Helsinki Finishes Year-Long Study, Now Ready to Get Serious About Getting a Guggenheim

Nearly a year ago to the date, you might recall a post we had up about the Guggenheim Foundation looking into building a new museum wing in Helsinki, Finland. The project, if it happened, would be the next branch built after Frank Gehry‘s Guggenheim Abu Dhabi had finally risen from the desert. But with Gehry’s project now stalled, perhaps permanently, suddenly after a year of relative silence, both the organization and Helsinki’s government are back to chatting publicly about their collaboration. Granted, it’s been quiet for the past year because the two parties spent 2011 looking into “topics including the possible mission and structure of an innovative, multidisciplinary art museum in Finland” and “the form that its exhibition and education programs might take,” but we bet the Guggenheim in particular is might glad to start the year off talking about new plans than what it’s struggling with in the Middle East.
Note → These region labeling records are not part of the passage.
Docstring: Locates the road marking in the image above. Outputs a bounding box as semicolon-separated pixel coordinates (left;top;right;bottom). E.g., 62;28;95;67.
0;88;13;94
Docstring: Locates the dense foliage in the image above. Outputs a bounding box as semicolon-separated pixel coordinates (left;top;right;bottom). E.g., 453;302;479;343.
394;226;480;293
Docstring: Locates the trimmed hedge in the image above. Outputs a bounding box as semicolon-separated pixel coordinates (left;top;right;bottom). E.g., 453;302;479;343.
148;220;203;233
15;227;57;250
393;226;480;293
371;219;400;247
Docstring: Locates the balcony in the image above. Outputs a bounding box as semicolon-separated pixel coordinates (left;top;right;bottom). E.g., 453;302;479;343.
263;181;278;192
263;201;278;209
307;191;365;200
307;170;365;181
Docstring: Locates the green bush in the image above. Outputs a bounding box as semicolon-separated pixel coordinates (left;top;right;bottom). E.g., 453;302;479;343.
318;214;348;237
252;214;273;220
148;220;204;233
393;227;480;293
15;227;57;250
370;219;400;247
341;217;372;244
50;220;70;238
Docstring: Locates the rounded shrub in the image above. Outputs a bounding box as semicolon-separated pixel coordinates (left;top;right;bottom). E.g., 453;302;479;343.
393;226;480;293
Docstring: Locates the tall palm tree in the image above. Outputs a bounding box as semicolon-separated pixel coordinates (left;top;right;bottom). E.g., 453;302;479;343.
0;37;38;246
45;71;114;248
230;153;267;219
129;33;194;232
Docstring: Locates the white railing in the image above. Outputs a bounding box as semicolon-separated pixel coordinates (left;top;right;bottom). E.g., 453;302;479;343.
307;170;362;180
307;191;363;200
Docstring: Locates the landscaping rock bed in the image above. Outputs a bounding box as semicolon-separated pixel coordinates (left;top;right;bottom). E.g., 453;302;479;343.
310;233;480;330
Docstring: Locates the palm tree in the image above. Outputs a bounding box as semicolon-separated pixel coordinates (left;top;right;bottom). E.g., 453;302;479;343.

You can read the city’s full report here, and here are a few of the specifics about the museum itself:

The report by the Guggenheim study team proposes that a museum would be built on a City-owned site along the South Harbor waterfront, where the Kanava Terminal Building currently stands. The total area of the museum would be approximately 12,000 square meters (129,000 square feet), with 3,920 square meters (42,000 square feet) devoted to exhibition galleries.

The estimated construction costs of the building and its design would be approximately €140 million. The mid-range estimated attendance for a museum is 500,000 – 550,000 visits per year, of which approximately 300,000 visits would be by Finnish residents. Helsinki anticipates funding the project through a combination of public, private, and corporate sources.